Prior to the measurements, participants filled out a general characteristics questionnaire, the ABC-scale questionnaire for balance confidence30 and the SIGAM-WAP questionnaire for mobility level.31 They also scored their perceived exertion on a Borg Scale (6–20).
Subsequently, participants started measurements with either the ReMotion Knee or their current prosthetic knee (determined by randomisation). The measurement procedure included: (1) standing on a scale (first with both feet, then with the prosthetic foot only), (2) the L test, (3) the FSST, (4) the BBS and (5) the mEFAP. The L test and FSST were performed twice and the best of the two attempts was used. After these clinical tests, participants scored their experienced fatigue, balance confidence, performance and walking comfort with the tested knee (NRS 0–10). They were then asked which aspects of the tested knee they would like to see improved. After the first condition, the prosthetic knee was switched by the prosthetist who followed the user manual of the manufacturer for correct alignment of the ReMotion Knee. Meanwhile, participants rested until their Borg Score was equal to or one point higher than before the start of the first condition, with a minimum of 15 min rest to minimise the effect of fatigue on the test results. Subsequently, the measurements were repeated with the second prosthetic knee.
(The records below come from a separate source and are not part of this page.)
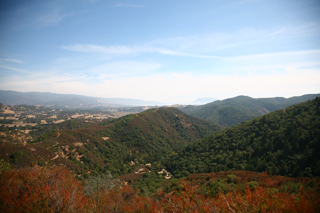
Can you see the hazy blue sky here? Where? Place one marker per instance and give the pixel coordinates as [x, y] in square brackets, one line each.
[172, 51]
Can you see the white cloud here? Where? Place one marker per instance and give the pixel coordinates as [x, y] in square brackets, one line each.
[14, 69]
[179, 88]
[128, 5]
[124, 68]
[12, 60]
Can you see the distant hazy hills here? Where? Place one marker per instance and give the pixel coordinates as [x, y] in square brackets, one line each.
[202, 101]
[284, 142]
[66, 101]
[146, 137]
[232, 111]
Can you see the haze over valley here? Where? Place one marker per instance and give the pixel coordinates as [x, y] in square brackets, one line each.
[160, 106]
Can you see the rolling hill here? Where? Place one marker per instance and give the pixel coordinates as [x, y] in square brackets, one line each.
[284, 142]
[232, 111]
[63, 101]
[111, 146]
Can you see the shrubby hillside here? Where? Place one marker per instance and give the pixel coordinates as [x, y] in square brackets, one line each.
[232, 111]
[157, 131]
[110, 147]
[284, 142]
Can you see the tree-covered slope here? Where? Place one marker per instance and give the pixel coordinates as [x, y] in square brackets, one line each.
[232, 111]
[285, 142]
[157, 132]
[111, 146]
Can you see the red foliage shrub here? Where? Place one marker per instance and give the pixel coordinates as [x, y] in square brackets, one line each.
[40, 190]
[55, 190]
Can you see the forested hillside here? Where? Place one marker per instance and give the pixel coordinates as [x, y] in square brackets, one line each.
[110, 147]
[157, 131]
[232, 111]
[284, 142]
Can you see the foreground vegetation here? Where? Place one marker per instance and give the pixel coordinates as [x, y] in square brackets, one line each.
[37, 189]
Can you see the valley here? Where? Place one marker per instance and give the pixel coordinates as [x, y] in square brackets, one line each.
[161, 152]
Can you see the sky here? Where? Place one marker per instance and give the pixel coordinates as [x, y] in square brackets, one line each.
[170, 51]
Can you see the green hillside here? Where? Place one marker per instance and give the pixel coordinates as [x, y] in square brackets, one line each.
[284, 142]
[157, 131]
[232, 111]
[111, 146]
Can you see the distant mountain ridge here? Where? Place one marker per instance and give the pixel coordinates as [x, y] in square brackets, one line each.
[232, 111]
[202, 101]
[64, 101]
[284, 142]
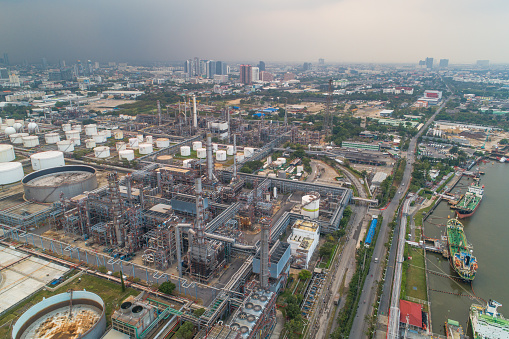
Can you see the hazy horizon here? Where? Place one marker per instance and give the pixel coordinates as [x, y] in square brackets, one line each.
[344, 31]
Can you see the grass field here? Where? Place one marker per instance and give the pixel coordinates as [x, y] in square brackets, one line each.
[109, 291]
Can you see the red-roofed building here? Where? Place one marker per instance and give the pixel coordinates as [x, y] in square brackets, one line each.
[414, 312]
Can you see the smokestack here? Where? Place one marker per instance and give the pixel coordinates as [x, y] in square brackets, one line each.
[210, 164]
[195, 113]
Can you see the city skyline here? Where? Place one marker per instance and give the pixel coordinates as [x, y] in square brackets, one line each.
[367, 31]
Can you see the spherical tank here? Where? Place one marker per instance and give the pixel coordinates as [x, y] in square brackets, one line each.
[6, 153]
[146, 148]
[10, 172]
[185, 151]
[162, 142]
[48, 159]
[30, 141]
[52, 138]
[17, 138]
[102, 152]
[50, 318]
[196, 145]
[127, 154]
[201, 153]
[45, 185]
[65, 146]
[221, 155]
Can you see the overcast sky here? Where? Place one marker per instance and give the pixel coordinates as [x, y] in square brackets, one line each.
[251, 30]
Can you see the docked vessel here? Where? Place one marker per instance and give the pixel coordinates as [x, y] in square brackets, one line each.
[460, 252]
[487, 323]
[468, 204]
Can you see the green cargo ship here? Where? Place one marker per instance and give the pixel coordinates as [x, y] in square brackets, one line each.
[460, 252]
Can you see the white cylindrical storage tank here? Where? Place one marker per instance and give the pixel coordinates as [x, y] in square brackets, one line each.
[196, 145]
[65, 146]
[248, 152]
[102, 152]
[146, 148]
[120, 146]
[51, 138]
[11, 172]
[127, 154]
[240, 156]
[9, 131]
[162, 142]
[229, 150]
[32, 127]
[30, 141]
[7, 153]
[91, 129]
[90, 143]
[48, 159]
[133, 142]
[17, 138]
[221, 155]
[311, 205]
[99, 138]
[201, 153]
[185, 151]
[119, 135]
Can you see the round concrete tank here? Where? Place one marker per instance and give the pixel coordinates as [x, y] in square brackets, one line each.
[162, 142]
[48, 159]
[7, 153]
[196, 145]
[185, 151]
[229, 150]
[10, 172]
[51, 138]
[17, 138]
[90, 143]
[146, 148]
[248, 152]
[311, 205]
[201, 153]
[127, 154]
[91, 129]
[102, 152]
[50, 318]
[221, 155]
[120, 146]
[72, 180]
[133, 142]
[119, 135]
[65, 146]
[30, 141]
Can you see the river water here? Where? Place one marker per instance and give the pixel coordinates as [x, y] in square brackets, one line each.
[488, 231]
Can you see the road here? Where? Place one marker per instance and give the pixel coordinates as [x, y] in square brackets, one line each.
[375, 271]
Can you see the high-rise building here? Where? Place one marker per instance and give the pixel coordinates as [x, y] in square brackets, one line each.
[245, 74]
[255, 74]
[429, 63]
[444, 63]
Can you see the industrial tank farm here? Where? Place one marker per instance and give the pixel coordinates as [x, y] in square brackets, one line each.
[47, 184]
[54, 318]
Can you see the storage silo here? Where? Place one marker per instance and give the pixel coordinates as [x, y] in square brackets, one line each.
[48, 159]
[7, 153]
[10, 172]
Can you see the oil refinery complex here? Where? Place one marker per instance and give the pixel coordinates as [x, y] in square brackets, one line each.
[159, 201]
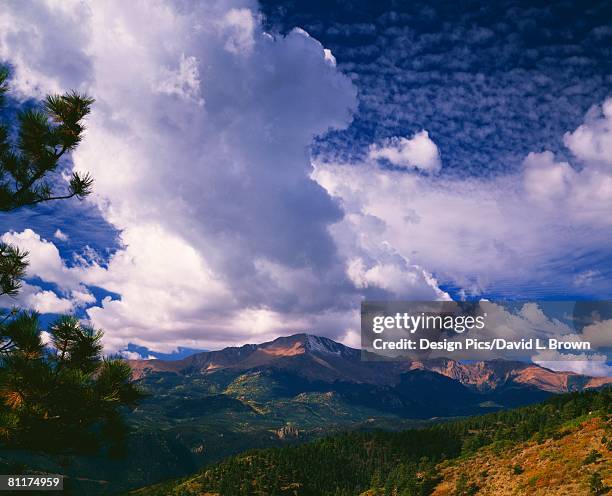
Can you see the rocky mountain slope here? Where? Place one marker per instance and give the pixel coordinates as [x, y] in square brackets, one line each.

All participants received a 30-min familiarisation session with the ReMotion Knee under the supervision of a physical therapist during which they practiced standing, transfers, walking, turning and climbing stairs. All these tasks had to be performed safely before starting the measurements. The familiarisation session was held just before the ReMotion Knee measurement condition and the 15-min resting period took place after familiarisation and before the measurements.
Sample size determination
No comparable research with this primary outcome measure was available. Previous studies on the comparison of prosthetic knees have shown differences in other functional outcome measures using samples sized between 10 participants and 22 participants for within-subject comparisons.32–36 Therefore, our sample size was set at 20 participants (10 with MFCL 2 and 10 with MFCL 3). However, the inclusion was terminated after nine participants, because there were no more clients at OIM Orthopedie who were interested in and eligible for participation (especially due to the weight limit of 80 kg of the ReMotion Knee). Based on non-parametric statistical testing methods and an expected decrease larger than the MCID of 4.5 s25 for the primary outcome in all participants, at least six participants were considered sufficient for statistical significance. Unfortunately, the initially set secondary objective of this study, to examine the effect of MFCL on the functional changes with the ReMotion Knee, could no longer be pursued with this small sample size.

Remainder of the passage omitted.